Hi again and thanks for your feedback, Tex!

Yup-NYS requires a special, expensive license...had actually ordered the Enterolab tests thinking I had it figured out.

She hasn't started anything new-meds or food-wise. Doesn't make sense that she did well before & after her trip abroad unless she has developed a new sensitivity, or could this just be the wickedness of an MC condition? :mad:

She is on such a restrictive diet right now that the thought of cutting fruits & veggies doesn't leave anything but meat or fish! She cut the dairy out about 2 weeks ago, and has seen no improvement-so maybe it's not that one. As of this week she is basically living on rice (now stopped that) apples & applesauce, bananas, chicken , pork, and fish, and cooked veggies.

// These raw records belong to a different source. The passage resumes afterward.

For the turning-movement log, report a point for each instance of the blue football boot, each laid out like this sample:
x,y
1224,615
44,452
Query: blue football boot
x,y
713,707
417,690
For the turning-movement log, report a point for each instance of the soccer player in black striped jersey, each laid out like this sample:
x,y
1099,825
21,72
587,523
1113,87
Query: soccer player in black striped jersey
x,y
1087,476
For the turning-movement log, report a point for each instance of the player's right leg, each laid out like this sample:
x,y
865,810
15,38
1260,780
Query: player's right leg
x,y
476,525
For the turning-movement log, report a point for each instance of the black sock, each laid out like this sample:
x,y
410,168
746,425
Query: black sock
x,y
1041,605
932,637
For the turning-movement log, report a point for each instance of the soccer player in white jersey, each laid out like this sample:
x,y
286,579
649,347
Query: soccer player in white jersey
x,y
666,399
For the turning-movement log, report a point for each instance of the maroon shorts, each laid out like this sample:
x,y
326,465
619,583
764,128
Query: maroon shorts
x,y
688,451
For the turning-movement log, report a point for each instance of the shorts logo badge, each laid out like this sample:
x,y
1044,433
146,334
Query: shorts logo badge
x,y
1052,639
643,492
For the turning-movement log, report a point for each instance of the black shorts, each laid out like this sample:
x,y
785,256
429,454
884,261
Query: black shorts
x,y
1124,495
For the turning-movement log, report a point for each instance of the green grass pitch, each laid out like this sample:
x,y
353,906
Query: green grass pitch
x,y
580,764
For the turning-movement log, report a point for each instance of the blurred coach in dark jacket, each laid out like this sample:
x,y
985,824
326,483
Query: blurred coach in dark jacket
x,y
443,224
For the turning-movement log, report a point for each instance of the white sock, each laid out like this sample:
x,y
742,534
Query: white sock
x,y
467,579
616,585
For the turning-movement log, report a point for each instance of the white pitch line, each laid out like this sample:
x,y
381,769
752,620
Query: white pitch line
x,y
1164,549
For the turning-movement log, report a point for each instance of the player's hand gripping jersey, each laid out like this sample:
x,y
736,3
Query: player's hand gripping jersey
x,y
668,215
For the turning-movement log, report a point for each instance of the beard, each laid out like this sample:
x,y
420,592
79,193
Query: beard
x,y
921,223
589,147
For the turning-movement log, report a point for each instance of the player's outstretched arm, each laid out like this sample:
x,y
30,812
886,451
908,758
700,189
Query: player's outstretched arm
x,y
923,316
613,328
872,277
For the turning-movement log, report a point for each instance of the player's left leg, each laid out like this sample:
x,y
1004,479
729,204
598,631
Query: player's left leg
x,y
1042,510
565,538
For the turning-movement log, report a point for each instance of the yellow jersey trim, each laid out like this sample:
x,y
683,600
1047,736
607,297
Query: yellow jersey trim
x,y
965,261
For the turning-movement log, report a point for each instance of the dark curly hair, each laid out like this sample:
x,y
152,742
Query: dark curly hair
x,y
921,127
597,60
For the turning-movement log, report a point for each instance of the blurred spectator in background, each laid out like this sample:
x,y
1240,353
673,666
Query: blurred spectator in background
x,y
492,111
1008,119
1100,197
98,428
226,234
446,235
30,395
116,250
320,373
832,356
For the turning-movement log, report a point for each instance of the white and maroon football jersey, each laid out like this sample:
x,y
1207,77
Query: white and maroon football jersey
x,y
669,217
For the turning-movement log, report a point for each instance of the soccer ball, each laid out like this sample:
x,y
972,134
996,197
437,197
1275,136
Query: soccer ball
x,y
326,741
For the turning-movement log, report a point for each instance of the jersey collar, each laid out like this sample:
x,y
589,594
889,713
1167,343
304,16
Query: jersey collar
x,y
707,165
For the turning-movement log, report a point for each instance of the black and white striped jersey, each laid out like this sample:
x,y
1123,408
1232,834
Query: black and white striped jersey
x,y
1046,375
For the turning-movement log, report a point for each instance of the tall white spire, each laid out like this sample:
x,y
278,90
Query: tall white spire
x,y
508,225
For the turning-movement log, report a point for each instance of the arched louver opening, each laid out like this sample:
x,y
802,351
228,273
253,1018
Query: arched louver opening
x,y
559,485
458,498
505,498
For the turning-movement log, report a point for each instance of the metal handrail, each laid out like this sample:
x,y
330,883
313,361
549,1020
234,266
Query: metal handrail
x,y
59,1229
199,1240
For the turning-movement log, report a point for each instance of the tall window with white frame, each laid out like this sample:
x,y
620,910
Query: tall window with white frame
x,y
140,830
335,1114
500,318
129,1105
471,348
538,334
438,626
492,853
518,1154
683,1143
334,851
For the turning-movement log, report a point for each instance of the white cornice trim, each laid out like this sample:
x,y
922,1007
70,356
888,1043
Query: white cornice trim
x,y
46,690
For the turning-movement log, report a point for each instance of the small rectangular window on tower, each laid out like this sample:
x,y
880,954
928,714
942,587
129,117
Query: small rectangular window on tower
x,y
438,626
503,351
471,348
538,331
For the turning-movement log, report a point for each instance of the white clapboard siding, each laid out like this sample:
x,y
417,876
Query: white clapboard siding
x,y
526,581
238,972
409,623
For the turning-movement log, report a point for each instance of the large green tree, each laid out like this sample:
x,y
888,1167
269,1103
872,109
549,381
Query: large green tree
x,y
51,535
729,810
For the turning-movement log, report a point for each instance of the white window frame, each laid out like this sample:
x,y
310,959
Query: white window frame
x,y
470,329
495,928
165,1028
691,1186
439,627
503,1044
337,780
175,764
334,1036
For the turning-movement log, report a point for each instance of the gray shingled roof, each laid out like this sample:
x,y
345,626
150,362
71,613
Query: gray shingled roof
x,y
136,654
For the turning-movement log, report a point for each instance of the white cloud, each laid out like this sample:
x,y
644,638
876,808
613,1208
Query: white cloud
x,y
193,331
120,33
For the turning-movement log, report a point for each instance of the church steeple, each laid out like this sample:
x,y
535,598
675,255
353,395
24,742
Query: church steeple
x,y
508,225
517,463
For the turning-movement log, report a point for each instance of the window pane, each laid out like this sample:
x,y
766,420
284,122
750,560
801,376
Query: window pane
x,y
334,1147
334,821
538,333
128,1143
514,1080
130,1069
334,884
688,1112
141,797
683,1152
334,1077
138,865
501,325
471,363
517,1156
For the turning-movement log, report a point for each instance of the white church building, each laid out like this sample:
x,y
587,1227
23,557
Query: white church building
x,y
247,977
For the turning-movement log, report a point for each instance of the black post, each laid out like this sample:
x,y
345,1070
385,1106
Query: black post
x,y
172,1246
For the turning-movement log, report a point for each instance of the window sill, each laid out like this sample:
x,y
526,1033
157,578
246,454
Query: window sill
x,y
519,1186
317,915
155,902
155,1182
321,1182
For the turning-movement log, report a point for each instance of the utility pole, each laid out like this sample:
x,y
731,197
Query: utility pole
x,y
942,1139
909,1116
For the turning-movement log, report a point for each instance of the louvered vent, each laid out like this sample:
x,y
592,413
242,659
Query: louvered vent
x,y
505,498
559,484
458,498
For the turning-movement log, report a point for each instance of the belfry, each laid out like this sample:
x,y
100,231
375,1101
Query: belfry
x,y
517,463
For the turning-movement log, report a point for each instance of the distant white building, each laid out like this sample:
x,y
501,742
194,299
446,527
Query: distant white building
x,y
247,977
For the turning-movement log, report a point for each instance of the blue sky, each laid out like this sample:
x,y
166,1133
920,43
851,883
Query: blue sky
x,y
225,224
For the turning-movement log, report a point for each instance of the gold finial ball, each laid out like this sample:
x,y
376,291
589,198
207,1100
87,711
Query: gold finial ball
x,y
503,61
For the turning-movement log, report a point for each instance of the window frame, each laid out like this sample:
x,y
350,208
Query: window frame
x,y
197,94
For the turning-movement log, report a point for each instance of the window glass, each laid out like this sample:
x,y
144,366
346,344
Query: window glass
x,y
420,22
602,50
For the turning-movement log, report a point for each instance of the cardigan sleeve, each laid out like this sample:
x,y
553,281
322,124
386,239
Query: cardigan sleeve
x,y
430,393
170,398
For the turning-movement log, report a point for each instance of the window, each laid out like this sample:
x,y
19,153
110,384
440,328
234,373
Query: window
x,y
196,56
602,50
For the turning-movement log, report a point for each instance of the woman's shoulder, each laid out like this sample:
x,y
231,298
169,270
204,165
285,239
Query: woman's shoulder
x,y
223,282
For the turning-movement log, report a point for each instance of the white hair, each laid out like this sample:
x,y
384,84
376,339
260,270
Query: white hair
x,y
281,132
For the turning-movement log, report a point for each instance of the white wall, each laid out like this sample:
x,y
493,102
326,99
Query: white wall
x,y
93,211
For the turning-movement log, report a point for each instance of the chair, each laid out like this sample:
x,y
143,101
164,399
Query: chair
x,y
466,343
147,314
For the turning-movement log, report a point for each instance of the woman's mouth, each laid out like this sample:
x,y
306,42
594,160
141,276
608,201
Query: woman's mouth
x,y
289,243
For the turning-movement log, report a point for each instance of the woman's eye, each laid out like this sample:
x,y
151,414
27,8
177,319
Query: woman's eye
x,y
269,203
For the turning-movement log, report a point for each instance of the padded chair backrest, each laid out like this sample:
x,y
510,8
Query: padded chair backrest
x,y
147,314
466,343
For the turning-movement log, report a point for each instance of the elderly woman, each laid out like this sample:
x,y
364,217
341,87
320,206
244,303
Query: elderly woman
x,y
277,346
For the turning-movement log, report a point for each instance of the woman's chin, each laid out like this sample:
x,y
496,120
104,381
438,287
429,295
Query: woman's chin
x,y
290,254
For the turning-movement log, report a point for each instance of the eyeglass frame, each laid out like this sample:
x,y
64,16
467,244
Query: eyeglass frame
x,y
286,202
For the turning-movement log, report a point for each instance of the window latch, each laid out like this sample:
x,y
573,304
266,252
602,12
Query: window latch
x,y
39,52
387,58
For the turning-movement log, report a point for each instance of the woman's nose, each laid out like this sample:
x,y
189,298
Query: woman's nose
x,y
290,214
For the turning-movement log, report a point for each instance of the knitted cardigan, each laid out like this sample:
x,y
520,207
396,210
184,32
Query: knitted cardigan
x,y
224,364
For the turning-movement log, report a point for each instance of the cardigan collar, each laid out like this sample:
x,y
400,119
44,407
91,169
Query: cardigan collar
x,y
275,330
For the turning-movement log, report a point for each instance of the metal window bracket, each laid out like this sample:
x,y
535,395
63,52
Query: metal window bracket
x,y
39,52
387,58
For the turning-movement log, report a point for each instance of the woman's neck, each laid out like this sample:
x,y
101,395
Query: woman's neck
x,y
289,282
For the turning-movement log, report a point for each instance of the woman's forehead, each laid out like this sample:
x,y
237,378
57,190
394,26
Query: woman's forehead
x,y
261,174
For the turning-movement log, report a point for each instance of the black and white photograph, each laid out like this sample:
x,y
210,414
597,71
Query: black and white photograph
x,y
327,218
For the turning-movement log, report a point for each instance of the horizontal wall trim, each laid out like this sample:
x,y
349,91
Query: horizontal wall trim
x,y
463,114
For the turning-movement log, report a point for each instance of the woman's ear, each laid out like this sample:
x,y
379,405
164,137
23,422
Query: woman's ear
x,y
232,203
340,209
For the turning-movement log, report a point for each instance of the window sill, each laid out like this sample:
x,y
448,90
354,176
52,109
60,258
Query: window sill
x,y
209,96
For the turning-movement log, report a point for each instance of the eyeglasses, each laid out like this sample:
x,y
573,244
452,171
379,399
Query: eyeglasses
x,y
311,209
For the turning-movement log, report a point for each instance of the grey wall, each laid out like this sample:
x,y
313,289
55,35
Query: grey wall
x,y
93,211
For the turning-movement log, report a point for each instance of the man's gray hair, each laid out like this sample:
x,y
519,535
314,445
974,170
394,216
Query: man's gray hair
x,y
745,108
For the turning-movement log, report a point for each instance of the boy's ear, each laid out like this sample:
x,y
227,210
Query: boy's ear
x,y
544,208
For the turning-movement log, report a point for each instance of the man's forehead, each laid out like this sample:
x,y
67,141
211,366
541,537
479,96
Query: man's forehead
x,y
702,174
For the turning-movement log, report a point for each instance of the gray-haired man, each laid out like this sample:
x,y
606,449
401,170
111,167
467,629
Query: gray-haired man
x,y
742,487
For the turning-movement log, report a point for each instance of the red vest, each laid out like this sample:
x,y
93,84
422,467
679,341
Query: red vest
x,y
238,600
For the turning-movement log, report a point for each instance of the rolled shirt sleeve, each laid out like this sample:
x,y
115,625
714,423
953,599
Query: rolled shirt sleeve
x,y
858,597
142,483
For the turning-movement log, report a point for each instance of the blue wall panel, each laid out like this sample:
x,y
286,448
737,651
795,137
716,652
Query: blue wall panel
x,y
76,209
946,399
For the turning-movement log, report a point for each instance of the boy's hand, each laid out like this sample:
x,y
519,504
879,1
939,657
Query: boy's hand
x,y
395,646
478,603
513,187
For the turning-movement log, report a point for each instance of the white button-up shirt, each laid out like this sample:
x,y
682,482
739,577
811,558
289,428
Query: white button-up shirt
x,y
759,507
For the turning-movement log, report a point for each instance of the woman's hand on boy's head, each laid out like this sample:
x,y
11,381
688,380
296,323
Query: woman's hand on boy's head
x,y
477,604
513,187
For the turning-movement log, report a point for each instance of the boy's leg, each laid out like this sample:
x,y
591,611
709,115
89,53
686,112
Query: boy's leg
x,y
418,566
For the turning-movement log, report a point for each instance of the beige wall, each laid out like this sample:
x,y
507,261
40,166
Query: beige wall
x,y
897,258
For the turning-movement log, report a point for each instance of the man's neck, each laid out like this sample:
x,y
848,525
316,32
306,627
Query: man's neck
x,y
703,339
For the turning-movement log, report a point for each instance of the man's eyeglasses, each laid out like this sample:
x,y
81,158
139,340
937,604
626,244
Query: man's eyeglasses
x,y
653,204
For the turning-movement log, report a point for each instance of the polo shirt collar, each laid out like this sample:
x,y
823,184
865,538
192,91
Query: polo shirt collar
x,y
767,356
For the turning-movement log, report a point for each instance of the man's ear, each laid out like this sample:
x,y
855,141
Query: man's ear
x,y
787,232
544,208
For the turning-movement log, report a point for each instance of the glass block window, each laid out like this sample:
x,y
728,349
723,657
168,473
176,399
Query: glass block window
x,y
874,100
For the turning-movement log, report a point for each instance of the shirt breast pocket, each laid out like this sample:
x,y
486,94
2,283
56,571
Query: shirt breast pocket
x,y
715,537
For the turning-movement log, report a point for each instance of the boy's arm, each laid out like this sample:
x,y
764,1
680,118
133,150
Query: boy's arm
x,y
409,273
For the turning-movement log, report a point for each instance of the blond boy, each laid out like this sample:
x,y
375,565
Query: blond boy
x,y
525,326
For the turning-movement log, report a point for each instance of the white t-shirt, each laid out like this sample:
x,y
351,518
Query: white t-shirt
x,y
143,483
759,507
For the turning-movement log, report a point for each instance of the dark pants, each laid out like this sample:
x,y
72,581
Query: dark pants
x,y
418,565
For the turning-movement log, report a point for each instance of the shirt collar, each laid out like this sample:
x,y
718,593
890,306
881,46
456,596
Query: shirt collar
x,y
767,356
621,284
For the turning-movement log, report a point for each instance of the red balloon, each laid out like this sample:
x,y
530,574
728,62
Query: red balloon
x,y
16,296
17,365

She (& I ) are very, very reluctant to go back to the GI for any drugs. We thought eliminating some of these common triggers would serve the same purpose since it worked so well to go GF.

She takes probiotics & vitamins-thinking I will get her some digestive enzymes as well. I know these & her other meds (levothyroxine & BC pills) are GF-but maybe they have corn in them. I'll have to check.

Did call the ALCAT lab. No one in this area of NY uses their services regularly. We will have to run this by her disinterested PCP, and go from there. Not sure I want to go that route unless I get more info on them.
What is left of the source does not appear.